This session is definitely the one I've been waiting for.
We were having incredibly long training sessions due to the amount of time it was taking to get Morgan to step OFF of Patty. Why was this becoming a trouble area?
Inconsistency = unclear communication.
Patty was constantly inconsistent with the step off.
Examples:
- Sometimes asking her to step DOWN, sometimes UP, sometimes it was more of a neutral level of just walking off, and sometimes she kind of scraped her off onto the surface, or tilted her off.
- Sometimes Morgan got a treat for stepping off, sometimes not.
- If she did receive a treat, it came whether she stepped off immediately or after two minutes of struggling.
- Lots of the time she was made to step off when she did not want to making her more likely to fight against a decision made for her.
- Sometimes she was lured off (following food which doesn't actually teach the behavior), sometimes targeted (way better) and sometimes neither.
The step down has been an evolving process for Morgan and Patty. Before Patty was willing to give the clicker a try (which strongly implies the behavior is desired) she was using luring. I don't like luring as a first option because the bird is not learning anything, it's simply following the food. Training is about teaching and learning, and if you aren't doing either, then you need to change something.
So from luring I asked Patty to use target training to get her to step down because that was a level above luring where Morgan was CHOOSING to step off to touch the stick.
From targeting I finally (in this video session) was able to have Patty start clicking when Morgan steps off so she realizes that is a TRICK in and of itself!
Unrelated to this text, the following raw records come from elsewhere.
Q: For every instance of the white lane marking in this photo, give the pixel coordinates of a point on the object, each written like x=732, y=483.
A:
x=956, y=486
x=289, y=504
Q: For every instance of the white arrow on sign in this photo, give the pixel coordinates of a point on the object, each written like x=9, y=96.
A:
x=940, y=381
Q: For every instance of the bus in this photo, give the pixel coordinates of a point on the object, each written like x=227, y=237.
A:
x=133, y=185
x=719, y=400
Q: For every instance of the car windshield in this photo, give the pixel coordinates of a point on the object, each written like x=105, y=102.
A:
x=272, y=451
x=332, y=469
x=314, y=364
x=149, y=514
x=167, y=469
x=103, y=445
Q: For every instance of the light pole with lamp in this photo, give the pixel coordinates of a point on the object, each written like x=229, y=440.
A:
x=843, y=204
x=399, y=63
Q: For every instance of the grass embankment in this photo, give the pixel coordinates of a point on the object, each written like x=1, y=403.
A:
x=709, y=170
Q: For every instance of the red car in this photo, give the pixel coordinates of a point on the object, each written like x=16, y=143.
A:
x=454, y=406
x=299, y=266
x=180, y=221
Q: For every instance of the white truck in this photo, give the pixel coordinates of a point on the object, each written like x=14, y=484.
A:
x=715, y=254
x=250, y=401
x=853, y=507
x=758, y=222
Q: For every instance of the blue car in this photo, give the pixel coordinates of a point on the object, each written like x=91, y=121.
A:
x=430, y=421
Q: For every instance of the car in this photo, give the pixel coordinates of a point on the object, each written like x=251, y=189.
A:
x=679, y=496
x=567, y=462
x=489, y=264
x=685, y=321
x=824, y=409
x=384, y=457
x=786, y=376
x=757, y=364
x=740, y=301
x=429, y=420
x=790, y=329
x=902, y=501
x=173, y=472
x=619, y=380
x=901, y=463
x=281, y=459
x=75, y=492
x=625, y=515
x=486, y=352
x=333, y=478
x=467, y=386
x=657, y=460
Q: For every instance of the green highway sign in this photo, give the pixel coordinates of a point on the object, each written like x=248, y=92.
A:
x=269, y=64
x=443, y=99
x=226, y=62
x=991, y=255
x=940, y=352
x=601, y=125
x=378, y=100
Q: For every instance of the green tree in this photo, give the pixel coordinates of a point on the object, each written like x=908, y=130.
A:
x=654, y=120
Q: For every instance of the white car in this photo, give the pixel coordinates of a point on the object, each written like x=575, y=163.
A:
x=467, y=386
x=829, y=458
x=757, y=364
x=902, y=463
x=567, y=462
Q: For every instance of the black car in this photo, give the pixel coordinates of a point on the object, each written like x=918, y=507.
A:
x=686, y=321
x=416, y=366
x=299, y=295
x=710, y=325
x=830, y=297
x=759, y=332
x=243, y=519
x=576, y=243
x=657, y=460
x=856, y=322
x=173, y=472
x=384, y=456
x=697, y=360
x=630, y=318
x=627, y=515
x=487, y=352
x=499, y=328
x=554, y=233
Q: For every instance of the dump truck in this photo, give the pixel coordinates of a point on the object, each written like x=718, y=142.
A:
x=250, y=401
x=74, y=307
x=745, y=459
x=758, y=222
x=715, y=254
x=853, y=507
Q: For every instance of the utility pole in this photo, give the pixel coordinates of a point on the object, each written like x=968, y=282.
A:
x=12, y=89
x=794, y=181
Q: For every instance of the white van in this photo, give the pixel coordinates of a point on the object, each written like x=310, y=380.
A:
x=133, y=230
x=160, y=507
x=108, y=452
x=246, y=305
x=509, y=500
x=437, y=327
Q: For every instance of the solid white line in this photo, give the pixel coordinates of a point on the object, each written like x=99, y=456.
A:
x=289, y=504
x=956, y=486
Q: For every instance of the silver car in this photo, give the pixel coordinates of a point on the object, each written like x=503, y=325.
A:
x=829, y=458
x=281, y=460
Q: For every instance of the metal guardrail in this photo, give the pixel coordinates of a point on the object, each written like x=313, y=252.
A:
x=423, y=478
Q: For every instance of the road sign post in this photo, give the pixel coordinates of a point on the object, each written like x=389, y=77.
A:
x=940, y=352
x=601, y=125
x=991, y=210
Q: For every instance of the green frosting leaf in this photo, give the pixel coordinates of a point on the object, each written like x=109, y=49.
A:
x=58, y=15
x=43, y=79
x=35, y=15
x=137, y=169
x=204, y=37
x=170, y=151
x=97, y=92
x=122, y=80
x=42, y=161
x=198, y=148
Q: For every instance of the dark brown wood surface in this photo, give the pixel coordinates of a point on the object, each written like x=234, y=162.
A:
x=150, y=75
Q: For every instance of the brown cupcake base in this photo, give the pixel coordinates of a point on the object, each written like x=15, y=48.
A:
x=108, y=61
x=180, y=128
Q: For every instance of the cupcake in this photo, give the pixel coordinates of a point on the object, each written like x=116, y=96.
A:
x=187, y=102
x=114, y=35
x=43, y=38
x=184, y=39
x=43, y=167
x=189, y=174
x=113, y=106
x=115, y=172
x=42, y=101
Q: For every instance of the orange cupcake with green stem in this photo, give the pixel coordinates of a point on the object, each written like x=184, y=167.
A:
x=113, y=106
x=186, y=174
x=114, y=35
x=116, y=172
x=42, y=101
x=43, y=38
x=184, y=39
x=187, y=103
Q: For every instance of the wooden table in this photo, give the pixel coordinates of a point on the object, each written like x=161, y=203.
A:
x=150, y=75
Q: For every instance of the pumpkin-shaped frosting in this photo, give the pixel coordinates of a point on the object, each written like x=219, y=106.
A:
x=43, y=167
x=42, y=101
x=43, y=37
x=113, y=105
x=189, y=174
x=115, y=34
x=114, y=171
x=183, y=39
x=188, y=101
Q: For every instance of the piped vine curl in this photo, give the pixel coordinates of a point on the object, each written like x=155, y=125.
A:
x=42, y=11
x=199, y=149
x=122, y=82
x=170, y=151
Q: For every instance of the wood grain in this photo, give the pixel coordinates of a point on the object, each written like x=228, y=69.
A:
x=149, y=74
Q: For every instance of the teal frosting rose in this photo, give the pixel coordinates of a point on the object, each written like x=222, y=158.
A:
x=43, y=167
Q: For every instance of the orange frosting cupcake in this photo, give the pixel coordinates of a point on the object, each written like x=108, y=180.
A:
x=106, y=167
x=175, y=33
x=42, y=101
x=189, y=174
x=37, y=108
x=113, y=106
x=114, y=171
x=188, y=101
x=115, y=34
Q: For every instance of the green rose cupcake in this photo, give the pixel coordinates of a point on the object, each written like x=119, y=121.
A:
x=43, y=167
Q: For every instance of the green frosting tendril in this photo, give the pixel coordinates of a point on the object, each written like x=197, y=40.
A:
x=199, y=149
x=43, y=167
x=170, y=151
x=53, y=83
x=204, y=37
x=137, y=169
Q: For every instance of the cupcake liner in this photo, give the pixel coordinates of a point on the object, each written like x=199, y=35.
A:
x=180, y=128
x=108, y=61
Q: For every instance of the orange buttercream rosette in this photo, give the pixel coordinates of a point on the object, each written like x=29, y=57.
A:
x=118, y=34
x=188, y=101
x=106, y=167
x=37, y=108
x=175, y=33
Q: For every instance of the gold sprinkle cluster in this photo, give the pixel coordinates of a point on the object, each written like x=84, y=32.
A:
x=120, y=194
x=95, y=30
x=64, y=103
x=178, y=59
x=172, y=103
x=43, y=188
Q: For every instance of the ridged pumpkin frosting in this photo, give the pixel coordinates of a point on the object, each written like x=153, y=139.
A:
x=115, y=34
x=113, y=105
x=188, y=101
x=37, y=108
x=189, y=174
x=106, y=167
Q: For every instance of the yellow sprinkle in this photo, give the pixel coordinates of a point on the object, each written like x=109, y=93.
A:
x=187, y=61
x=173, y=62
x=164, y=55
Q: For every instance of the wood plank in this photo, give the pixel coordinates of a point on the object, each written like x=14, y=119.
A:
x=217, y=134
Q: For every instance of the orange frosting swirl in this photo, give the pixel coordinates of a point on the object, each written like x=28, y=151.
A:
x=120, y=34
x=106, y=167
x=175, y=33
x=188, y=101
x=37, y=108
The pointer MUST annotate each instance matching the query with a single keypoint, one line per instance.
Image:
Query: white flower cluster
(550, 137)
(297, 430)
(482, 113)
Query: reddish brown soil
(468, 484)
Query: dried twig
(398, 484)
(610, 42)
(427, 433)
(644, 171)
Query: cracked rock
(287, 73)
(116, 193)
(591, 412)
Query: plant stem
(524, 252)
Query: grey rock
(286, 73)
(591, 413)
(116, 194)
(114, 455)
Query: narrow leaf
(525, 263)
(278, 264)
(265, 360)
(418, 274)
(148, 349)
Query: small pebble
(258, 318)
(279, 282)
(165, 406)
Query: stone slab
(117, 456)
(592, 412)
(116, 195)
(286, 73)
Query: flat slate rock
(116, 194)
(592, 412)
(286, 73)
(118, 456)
This way it communicates clearly to Morgan that stepping off is as equally rewarding to her as the flight. This makes it way more likely Morgan will perform that "trick" when prompted.
So then the prompting issue...
Prompting is basically the "cue" and this was all over the place. I was trying to shape Patty's prompt by making sure her arm was at a level that made it EASY for Morgan to step off of her and up to whichever surface (t-stand, counter, back of a chair) so that Morgan knew the prompt was when Patty held her arm in that sweet spot.
The harder you make it for a bird to step off (which sometimes we think we're making it easier and more obvious by tilting, leaning or otherwise "helping" them off by pushing forward in our motion) the worse it is for the bird. You're basically making the decision for them with your body language. The key to bird training is finding ways to get the bird to make the decision you want it to make. How do you convince the bird to step off on its own? Does it need to be clearer regarding what you're asking? Does it need to be more reinforcing (better reward)? The situation needs to be analyzed in the best interest of the bird.
If Patty truly keeps to keeping this session as the new "standard" for even having a session, her progression will be leaps and bounds.
And what I mean by that is when you shape a behavior, consider the "wave" (the act of a bird lifting its foot) - when you get the bird to exaggerate that behavior for the first time and instead of lifting it just barely off the ground, it lifts it up to the height of its head and you click and reward, that is the NEW standard. Now the bird has to lift it that high every time to get a reward. Because if you start rewarding the bird for waves that are barely off the ground and super high, the behavior is all over the place. It needs to be clear that the wave is "this high". If it's any height, you will slowly lose the behavior being presented at all. Hence the importance of consistency.